• Flynn Devine

Morales and morals: Bolivia's Democratic confusion


Claims of fraud, foul-play and international intervention have plagued Bolivia’s political landscape for the last year following a controversial Presidential election in 2019. The situation has not only led to questions about Bolivia's future, but the role of the US in international democracy.


The Issue

Following the resignation of Bolivia’s ex-President Evo Morales (In Profile here) last year, questions surrounding the events that led up to his departure and the international, mostly US led, reaction to the situation have come to dominate the conversation. Morales claims it was an undemocratic coup that forced him to resign and flee to Mexico, but those in anti-Morales camps praise this as the removal of a budding Dictator.


Today, much of the commentariat are intrigued by the US’ role in disseminating the anti-Morales campaign. The two nations have a mixed past and the current US regime has made some contentious political moves, such as reinstating once expelled US Ambassador Philip Goldberg to his old position.


The History

Morales was the President of the country for 14 years until his public resignation on the 10th of November 2019. Whilst also being one of Latin Americas longest standing leaders, he was the first indigenous Bolivian President and received high praise from his supporters as a Socialist figure head.


After his victory in a fourth Presidential election was announced, his main opponent, Carlos Mesa, called foul and pushed for an investigation into election meddling. This investigation was carried out by the Organisation of American States whose preliminary report concluded that "it is impossible to guarantee the integrity of the data and certify the accuracy of the results", following an unexplained switch off of the main vote monitoring computer system. This led to outrage on both sides of the argument and after losing the support of much of the nation's police and military, Morales resigned.

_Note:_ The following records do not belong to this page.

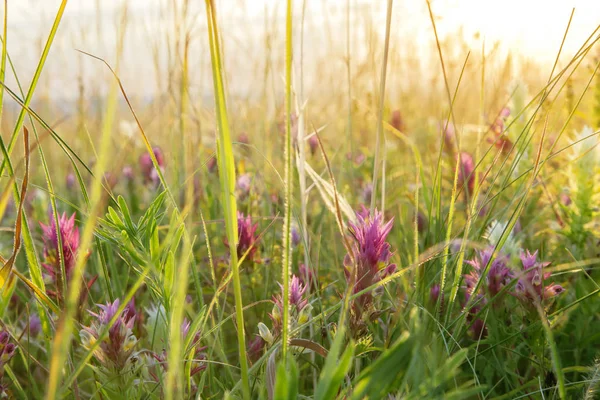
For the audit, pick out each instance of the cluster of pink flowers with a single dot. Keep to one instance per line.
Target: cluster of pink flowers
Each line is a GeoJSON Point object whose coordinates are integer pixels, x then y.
{"type": "Point", "coordinates": [530, 287]}
{"type": "Point", "coordinates": [69, 244]}
{"type": "Point", "coordinates": [115, 351]}
{"type": "Point", "coordinates": [369, 259]}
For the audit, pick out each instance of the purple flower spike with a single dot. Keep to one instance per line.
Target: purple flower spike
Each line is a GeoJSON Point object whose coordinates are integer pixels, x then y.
{"type": "Point", "coordinates": [116, 349]}
{"type": "Point", "coordinates": [313, 143]}
{"type": "Point", "coordinates": [297, 290]}
{"type": "Point", "coordinates": [498, 275]}
{"type": "Point", "coordinates": [530, 288]}
{"type": "Point", "coordinates": [69, 234]}
{"type": "Point", "coordinates": [70, 181]}
{"type": "Point", "coordinates": [434, 293]}
{"type": "Point", "coordinates": [369, 261]}
{"type": "Point", "coordinates": [298, 302]}
{"type": "Point", "coordinates": [397, 121]}
{"type": "Point", "coordinates": [306, 275]}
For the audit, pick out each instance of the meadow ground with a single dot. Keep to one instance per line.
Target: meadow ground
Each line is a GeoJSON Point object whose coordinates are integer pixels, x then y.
{"type": "Point", "coordinates": [353, 215]}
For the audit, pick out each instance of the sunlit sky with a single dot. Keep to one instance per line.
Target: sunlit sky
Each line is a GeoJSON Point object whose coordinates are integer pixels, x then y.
{"type": "Point", "coordinates": [531, 27]}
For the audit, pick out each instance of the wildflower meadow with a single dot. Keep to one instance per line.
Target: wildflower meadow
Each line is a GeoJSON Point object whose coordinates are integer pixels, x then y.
{"type": "Point", "coordinates": [317, 207]}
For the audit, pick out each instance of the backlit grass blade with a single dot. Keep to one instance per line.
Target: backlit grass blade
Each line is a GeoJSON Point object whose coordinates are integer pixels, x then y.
{"type": "Point", "coordinates": [288, 185]}
{"type": "Point", "coordinates": [226, 167]}
{"type": "Point", "coordinates": [379, 138]}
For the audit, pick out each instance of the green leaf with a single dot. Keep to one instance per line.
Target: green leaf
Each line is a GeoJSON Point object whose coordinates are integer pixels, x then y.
{"type": "Point", "coordinates": [379, 378]}
{"type": "Point", "coordinates": [335, 368]}
{"type": "Point", "coordinates": [286, 382]}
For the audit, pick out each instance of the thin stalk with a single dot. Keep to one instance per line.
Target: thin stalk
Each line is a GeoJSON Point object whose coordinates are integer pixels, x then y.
{"type": "Point", "coordinates": [34, 81]}
{"type": "Point", "coordinates": [226, 165]}
{"type": "Point", "coordinates": [62, 340]}
{"type": "Point", "coordinates": [378, 139]}
{"type": "Point", "coordinates": [288, 185]}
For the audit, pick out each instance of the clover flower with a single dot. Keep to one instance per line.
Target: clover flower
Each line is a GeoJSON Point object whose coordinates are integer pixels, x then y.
{"type": "Point", "coordinates": [369, 260]}
{"type": "Point", "coordinates": [531, 288]}
{"type": "Point", "coordinates": [115, 351]}
{"type": "Point", "coordinates": [497, 276]}
{"type": "Point", "coordinates": [243, 185]}
{"type": "Point", "coordinates": [69, 238]}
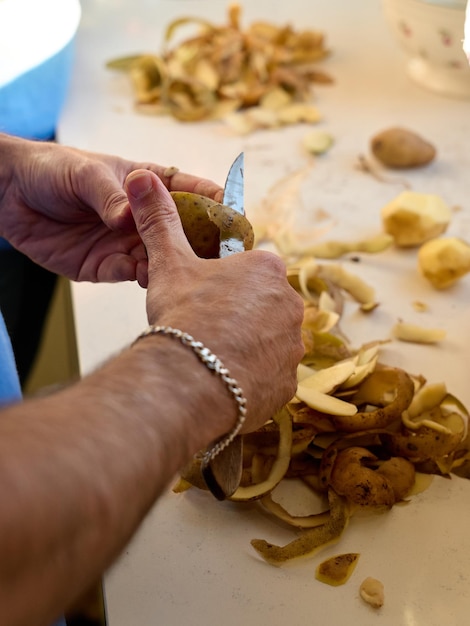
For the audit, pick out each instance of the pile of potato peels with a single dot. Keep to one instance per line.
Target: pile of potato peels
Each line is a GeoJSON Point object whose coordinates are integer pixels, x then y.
{"type": "Point", "coordinates": [257, 77]}
{"type": "Point", "coordinates": [357, 431]}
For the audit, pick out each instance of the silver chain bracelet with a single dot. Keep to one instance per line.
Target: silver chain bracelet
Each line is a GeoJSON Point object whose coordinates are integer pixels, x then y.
{"type": "Point", "coordinates": [214, 364]}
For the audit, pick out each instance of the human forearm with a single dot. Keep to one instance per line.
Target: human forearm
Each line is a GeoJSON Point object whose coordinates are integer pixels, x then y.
{"type": "Point", "coordinates": [95, 464]}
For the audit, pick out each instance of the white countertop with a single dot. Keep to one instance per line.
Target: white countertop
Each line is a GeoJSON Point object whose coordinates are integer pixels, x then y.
{"type": "Point", "coordinates": [191, 562]}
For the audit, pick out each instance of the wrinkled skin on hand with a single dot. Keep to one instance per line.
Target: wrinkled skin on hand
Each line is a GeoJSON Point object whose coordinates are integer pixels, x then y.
{"type": "Point", "coordinates": [67, 209]}
{"type": "Point", "coordinates": [242, 306]}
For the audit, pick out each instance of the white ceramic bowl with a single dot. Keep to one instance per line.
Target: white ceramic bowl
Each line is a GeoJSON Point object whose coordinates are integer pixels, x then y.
{"type": "Point", "coordinates": [36, 58]}
{"type": "Point", "coordinates": [431, 34]}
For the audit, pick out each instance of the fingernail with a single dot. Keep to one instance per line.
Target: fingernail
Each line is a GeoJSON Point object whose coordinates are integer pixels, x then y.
{"type": "Point", "coordinates": [139, 184]}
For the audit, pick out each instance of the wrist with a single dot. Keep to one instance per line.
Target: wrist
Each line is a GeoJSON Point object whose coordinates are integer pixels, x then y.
{"type": "Point", "coordinates": [212, 362]}
{"type": "Point", "coordinates": [8, 157]}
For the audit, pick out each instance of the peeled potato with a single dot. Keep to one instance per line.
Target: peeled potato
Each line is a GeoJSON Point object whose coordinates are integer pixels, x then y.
{"type": "Point", "coordinates": [413, 217]}
{"type": "Point", "coordinates": [401, 148]}
{"type": "Point", "coordinates": [444, 261]}
{"type": "Point", "coordinates": [206, 223]}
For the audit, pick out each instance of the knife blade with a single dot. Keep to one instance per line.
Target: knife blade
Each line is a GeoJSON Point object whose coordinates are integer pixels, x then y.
{"type": "Point", "coordinates": [223, 473]}
{"type": "Point", "coordinates": [234, 197]}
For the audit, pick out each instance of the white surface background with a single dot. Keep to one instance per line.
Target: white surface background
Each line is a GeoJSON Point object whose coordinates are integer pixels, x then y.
{"type": "Point", "coordinates": [191, 563]}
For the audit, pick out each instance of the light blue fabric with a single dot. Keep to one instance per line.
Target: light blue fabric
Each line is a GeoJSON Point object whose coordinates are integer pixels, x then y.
{"type": "Point", "coordinates": [10, 389]}
{"type": "Point", "coordinates": [30, 104]}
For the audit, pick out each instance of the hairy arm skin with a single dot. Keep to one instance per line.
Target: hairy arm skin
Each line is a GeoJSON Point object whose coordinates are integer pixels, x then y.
{"type": "Point", "coordinates": [82, 467]}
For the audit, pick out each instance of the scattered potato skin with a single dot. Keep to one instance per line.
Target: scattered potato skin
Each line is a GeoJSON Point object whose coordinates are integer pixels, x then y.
{"type": "Point", "coordinates": [372, 592]}
{"type": "Point", "coordinates": [444, 261]}
{"type": "Point", "coordinates": [399, 148]}
{"type": "Point", "coordinates": [338, 569]}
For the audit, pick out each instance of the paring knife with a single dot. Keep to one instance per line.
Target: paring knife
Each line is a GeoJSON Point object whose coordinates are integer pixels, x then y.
{"type": "Point", "coordinates": [223, 473]}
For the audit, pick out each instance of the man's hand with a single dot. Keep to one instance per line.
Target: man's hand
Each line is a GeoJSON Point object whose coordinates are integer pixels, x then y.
{"type": "Point", "coordinates": [242, 306]}
{"type": "Point", "coordinates": [67, 209]}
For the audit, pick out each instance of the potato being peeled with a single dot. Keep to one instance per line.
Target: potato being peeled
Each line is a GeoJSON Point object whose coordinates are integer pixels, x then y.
{"type": "Point", "coordinates": [206, 223]}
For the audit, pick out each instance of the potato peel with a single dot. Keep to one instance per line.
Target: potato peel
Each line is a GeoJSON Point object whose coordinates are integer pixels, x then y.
{"type": "Point", "coordinates": [224, 68]}
{"type": "Point", "coordinates": [311, 540]}
{"type": "Point", "coordinates": [338, 569]}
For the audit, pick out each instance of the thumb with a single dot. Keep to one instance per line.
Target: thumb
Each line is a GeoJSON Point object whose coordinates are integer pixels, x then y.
{"type": "Point", "coordinates": [156, 217]}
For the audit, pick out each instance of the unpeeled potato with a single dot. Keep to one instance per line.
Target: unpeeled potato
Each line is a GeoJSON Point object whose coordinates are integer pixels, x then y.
{"type": "Point", "coordinates": [206, 222]}
{"type": "Point", "coordinates": [401, 148]}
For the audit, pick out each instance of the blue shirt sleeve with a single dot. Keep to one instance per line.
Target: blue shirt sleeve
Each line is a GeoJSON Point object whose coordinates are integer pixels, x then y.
{"type": "Point", "coordinates": [10, 389]}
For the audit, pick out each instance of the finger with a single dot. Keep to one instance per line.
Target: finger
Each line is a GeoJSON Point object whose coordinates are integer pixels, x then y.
{"type": "Point", "coordinates": [194, 184]}
{"type": "Point", "coordinates": [156, 217]}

Following Morales’ departure, the natural heirs to his Presidency: Vice President Álvaro García Linera, leader of the senate Adriana Salvatierra and leader of the Chamber of Deputies Víctor Borda also handed in their notice. This left Deputy leader of the Senate Jeanine Áñez, who represents another party, as interim President and she held the post until this latest election. This dramatic change to the leadership led to civil unrest and sent shockwaves through the Bolivian political system.


In September 2020, an independent report analysed the fraud claims, which were dominantly surrounding a late influx of supportive votes for Morales. They concluded that this in of itself was not a fair claim to fraudulent behaviour. The researchers found "rurality and region" accounts for much of this delay in the election, leaving most onlookers thinking the original outbreak of celebration was misdirected.

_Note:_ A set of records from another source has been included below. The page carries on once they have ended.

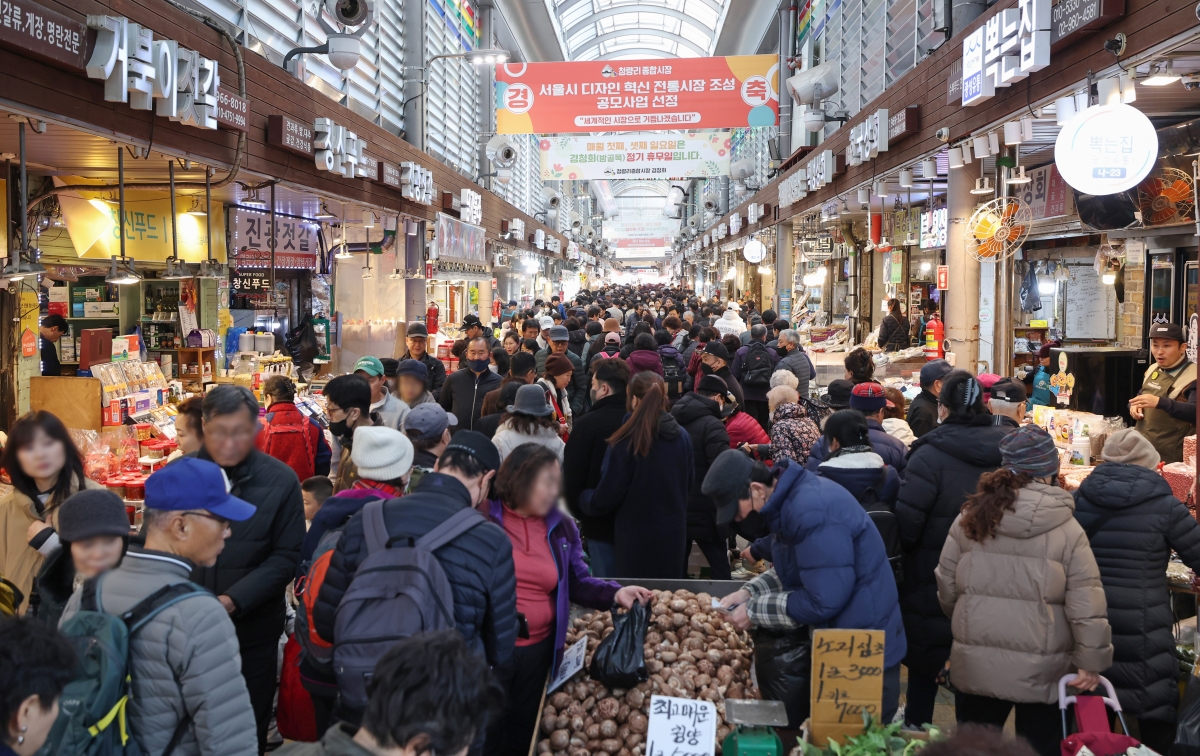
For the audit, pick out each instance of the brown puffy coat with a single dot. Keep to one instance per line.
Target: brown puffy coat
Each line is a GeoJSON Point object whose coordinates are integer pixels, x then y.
{"type": "Point", "coordinates": [1026, 605]}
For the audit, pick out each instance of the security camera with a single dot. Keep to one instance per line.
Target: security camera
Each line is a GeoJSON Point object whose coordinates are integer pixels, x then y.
{"type": "Point", "coordinates": [502, 151]}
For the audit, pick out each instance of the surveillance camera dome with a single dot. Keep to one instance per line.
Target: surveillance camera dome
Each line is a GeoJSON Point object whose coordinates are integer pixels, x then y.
{"type": "Point", "coordinates": [348, 12]}
{"type": "Point", "coordinates": [345, 52]}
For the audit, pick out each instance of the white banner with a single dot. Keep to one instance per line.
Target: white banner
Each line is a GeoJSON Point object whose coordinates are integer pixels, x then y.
{"type": "Point", "coordinates": [689, 155]}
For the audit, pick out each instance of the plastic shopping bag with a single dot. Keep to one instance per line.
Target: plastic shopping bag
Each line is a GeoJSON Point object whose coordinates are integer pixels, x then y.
{"type": "Point", "coordinates": [619, 661]}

The international Dimension

The issue dominating much of the conversation today is the role the US played in outwardly supporting the removal of Morales. Following the release of the election fraud report that got the President ousted, US media, spectators and ‘experts’ all praised the elected leader’s removal as a victory for Democracy. Later, the independent review of the information demonstrated that it was this report, rather than the election, that was ripe with misconduct.

Although many of the outlets responsible for the political witch hunt have now reported on this change in events, they have failed to address their own mistakes. The overarching question is not that of reporting, since this independent report was not available for another year, but the dominant role these media sources play in creating the discourse around a story. The political implication surrounds the fact that much of the US media support US agendas, leaving American foreign policy and international opinion intrinsically linked.



Ongoing

To add insult to injury for the anti-Morales parties, a quick count of the re-organised election shows that Luis Arce, the leader of Morales' party, is set to win the first round of the vote. This demonstrates a clear support for the party and means Morales’ victory was most likely not fraudulent in any way. The result has created fear in the opposition, with Jeanine Áñez pulling out of the leadership race in an effort to avoid splitting the opposition vote and stop the victory of the Mas party. Arce's success would mean the return of Morales to the country with the consent of a new, allied, President.